In this study, three of five CMPTs harbored the BRAF V600E mutation, whereas the others were negative for the BRAF V600E mutation, EGFR mutations, and ALK gene rearrangements. A past study reported that 50% of CMPTs harbored a BRAF mutation, but no mutations of 50 screened genes were correlated to cell proliferation.[3] In this study, screening was limited to the BRAF V600E mutation. EGFR mutations, including one detected in a past study, were also screened. Other than ALK expression by IHC analysis, no other genetic analysis was performed. Therefore, tumors with no detected mutations in this study may have mutations of BRAF and/or other genes, such as AKT and KRAS, as previously reported.[5,9] Other gene mutations may coexist even in tumors positive for the BRAF V600E mutation.
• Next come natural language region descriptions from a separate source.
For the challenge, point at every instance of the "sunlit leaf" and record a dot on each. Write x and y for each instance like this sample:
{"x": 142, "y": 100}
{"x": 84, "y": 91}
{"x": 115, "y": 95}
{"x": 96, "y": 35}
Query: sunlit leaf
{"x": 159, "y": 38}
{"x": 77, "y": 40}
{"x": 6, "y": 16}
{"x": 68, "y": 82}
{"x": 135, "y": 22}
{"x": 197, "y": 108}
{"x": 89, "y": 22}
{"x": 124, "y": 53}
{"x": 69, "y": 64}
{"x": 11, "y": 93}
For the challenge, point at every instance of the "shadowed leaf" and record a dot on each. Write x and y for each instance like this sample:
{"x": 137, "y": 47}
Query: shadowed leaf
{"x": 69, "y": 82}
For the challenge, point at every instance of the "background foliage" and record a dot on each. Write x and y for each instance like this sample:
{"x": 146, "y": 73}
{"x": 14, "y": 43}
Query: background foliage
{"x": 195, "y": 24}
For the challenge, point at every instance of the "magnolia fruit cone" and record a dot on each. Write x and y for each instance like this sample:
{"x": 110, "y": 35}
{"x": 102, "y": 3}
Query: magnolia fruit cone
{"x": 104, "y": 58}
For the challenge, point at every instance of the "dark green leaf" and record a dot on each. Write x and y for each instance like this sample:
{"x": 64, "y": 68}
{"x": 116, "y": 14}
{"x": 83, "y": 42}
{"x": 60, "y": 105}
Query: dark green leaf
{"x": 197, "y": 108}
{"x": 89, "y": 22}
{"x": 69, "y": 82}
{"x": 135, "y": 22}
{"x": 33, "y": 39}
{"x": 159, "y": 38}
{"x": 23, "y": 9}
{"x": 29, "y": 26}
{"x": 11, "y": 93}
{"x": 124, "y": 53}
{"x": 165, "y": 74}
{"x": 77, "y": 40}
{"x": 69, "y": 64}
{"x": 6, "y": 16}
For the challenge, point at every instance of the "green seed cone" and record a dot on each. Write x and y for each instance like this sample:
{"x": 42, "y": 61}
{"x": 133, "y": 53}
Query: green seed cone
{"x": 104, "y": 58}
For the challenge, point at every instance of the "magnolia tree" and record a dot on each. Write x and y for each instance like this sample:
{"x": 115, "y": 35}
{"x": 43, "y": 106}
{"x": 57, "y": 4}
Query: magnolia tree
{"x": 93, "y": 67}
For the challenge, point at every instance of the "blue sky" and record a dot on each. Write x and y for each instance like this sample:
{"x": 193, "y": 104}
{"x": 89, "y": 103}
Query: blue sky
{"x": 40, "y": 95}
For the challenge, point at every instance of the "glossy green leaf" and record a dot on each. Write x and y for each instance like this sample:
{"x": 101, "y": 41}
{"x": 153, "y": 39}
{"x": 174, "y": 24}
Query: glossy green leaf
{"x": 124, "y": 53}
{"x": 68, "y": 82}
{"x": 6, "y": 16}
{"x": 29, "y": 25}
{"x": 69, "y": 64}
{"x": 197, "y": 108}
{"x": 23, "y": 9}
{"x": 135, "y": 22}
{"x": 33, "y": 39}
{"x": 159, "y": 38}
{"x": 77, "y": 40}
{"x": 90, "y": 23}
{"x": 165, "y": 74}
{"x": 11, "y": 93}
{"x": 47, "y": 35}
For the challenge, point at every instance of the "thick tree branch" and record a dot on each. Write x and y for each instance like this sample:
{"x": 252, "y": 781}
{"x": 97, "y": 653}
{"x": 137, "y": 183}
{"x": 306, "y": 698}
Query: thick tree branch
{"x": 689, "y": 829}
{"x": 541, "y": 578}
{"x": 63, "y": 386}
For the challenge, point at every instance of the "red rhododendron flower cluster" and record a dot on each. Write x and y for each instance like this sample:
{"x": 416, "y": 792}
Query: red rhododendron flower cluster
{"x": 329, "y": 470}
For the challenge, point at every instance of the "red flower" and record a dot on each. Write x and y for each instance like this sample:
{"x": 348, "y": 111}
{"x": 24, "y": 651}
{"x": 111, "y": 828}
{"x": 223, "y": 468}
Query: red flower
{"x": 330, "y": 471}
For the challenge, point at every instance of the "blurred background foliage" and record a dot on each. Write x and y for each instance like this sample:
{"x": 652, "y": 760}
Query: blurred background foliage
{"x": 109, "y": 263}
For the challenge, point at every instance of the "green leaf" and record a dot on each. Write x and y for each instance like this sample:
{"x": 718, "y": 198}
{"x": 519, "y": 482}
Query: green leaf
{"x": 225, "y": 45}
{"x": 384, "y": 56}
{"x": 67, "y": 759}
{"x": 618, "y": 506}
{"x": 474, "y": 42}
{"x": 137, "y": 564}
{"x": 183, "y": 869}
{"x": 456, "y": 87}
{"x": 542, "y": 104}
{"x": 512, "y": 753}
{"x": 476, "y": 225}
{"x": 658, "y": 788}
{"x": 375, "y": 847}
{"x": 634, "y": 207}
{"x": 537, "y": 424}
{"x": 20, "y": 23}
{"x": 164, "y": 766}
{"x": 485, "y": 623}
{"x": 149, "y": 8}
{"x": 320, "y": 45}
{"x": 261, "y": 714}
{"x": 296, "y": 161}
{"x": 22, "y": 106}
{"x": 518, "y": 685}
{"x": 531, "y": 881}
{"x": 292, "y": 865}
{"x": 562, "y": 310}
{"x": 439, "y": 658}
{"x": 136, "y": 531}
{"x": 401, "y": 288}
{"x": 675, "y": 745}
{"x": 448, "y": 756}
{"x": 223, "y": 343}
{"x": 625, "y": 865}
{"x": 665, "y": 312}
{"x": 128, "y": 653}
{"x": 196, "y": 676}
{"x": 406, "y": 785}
IHC analysis with the VE1 monoclonal antibody revealed that the cytoplasm and cilia of CMPTs and the normal bronchiole epithelium were positive for the BRAF V600E mutation. However, genetic analysis to identify other mutations of the bronchiole was not performed. A previous report indicated that the VE1 antibody cross-reacted with the dynein protein in cilia, including that in the bronchial epithelium.[12] Therefore, the positive staining of cilia was considered to be a false positive. Meanwhile, cytoplasmic staining was clearly stronger for the CMPTs than for the bronchial epithelium at the transitional zone, suggesting that the BRAF V600E mutation can be identified in CMPTs by cytoplasmic staining.
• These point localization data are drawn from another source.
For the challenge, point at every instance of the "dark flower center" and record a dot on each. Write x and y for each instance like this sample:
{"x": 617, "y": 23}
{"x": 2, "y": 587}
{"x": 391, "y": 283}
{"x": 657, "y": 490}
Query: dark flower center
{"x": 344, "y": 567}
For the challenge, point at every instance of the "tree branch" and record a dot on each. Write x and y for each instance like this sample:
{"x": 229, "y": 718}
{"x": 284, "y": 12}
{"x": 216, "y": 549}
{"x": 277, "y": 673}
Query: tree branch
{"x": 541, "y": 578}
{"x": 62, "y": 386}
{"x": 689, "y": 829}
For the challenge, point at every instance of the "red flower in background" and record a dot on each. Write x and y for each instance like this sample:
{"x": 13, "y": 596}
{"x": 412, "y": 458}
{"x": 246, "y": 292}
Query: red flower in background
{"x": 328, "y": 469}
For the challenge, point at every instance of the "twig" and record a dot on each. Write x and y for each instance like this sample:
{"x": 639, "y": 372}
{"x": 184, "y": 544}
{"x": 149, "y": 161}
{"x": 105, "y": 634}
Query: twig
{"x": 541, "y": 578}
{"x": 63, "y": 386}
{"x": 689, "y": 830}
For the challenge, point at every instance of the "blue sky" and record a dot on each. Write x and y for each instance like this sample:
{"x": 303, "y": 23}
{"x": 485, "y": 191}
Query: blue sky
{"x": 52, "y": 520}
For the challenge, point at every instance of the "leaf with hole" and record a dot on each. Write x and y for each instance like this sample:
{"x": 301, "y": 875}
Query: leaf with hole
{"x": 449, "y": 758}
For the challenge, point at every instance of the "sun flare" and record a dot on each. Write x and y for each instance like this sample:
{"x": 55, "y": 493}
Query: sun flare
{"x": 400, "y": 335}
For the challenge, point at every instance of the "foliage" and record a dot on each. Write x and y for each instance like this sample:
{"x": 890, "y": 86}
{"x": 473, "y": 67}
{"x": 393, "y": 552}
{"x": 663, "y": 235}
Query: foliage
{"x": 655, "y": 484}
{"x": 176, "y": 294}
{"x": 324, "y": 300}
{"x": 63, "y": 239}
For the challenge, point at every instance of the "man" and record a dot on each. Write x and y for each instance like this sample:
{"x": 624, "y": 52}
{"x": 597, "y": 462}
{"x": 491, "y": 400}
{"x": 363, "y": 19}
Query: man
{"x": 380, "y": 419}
Histological analysis of CMPTs revealed a papillary structure originating from the central airway. A transitional zone of normal bronchioles (0.2 mm in diameter) to CMPT was also observed in patient 2. Approximately, all cells were positive for MUC1 and MUC4, and partially positive for MUC5AC. The former two proteins are reportedly expressed in the epithelium of the central and peripheral airways, whereas the expression of the latter protein is decreased in peripheral bronchioles less than 1 mm in diameter.[13] All CMPTs were negative for napsin A, which is known to be expressed in type II alveolar epithelium. BRAF mutations are reported to exist in less than 3% of lung adenocarcinomas.[14] The prevalence of BRAF mutations of adenocarcinoma is extremely low compared with that of CMPT in the present and a previous study.[3] According to the results of IHC and gene mutation analyses, a CMPT may originate from peripheral bronchioles, which is different from lung adenocarcinoma.
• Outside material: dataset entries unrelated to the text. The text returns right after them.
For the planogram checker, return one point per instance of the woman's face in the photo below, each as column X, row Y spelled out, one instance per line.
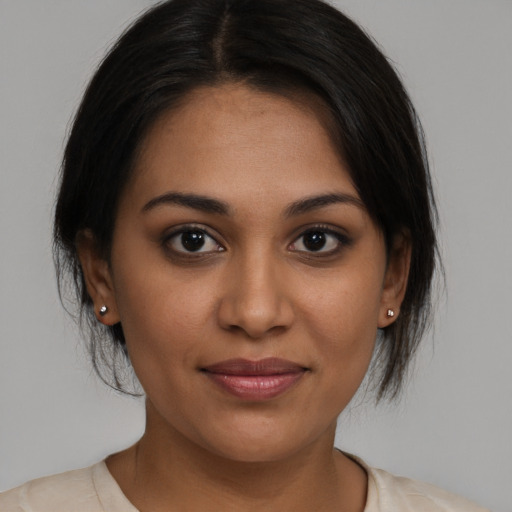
column 247, row 275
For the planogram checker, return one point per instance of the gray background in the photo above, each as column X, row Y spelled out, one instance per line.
column 454, row 424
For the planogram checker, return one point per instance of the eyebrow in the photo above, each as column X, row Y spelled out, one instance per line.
column 210, row 205
column 197, row 202
column 316, row 202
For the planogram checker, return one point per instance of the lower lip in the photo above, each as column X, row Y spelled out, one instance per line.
column 256, row 387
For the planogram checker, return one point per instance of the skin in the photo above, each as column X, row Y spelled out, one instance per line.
column 256, row 291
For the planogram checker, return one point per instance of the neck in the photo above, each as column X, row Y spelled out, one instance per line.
column 167, row 471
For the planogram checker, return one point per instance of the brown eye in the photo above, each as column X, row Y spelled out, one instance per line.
column 314, row 241
column 319, row 241
column 193, row 241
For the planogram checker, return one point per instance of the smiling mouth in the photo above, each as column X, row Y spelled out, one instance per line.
column 255, row 380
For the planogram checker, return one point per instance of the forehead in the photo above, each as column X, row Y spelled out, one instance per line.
column 232, row 140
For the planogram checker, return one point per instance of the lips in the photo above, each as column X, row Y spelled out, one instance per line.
column 255, row 380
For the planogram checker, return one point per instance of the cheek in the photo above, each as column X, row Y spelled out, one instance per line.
column 164, row 313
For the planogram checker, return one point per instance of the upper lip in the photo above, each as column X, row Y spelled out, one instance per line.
column 266, row 366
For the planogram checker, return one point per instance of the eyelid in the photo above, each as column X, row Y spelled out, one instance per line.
column 183, row 228
column 343, row 240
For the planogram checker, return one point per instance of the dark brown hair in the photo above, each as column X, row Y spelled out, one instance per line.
column 272, row 45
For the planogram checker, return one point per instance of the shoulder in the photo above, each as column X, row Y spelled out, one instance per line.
column 90, row 489
column 390, row 493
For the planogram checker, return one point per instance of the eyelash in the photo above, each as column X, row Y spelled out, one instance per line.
column 342, row 241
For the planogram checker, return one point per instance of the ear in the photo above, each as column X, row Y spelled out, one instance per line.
column 395, row 279
column 98, row 278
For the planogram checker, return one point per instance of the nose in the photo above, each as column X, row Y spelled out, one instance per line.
column 255, row 299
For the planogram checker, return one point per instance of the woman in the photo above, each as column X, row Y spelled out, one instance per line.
column 246, row 210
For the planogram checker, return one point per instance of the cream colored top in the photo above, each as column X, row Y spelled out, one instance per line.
column 93, row 489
The status of ERK activation in other cancers reportedly varies. In contrast, a previous study reported that colon cancer cells with a BRAF mutation had a lower level of nuclear positivity and higher level of cytoplasmic positivity for p-ERK compared with those of colon cancer cells with wild-type BRAF.[15] Dual-specificity phosphatases participate in a negative feedback mechanism responsible for the dephosphorylation of nuclear p-ERK. This system may explain the lack of nuclear staining of p-ERK in colon cancer cells. In this study, p-ERK was negative in the cases in which BRAF V600E was detected suggesting the involvement of other mechanisms in the de-activation of the MAPK cascade in CMPTs. In any case, the status of p-ERK activation may explain the benign nature of a CMPT.

Conclusion

We presented five CMPTs and three of them harbored the BRAF V600E mutation. Histological and IHC analyses indicated a bronchiolar origin of CMPTs. Negative staining of nuclear p-ERK may reflect the restricted ability of proliferation signaling pathways.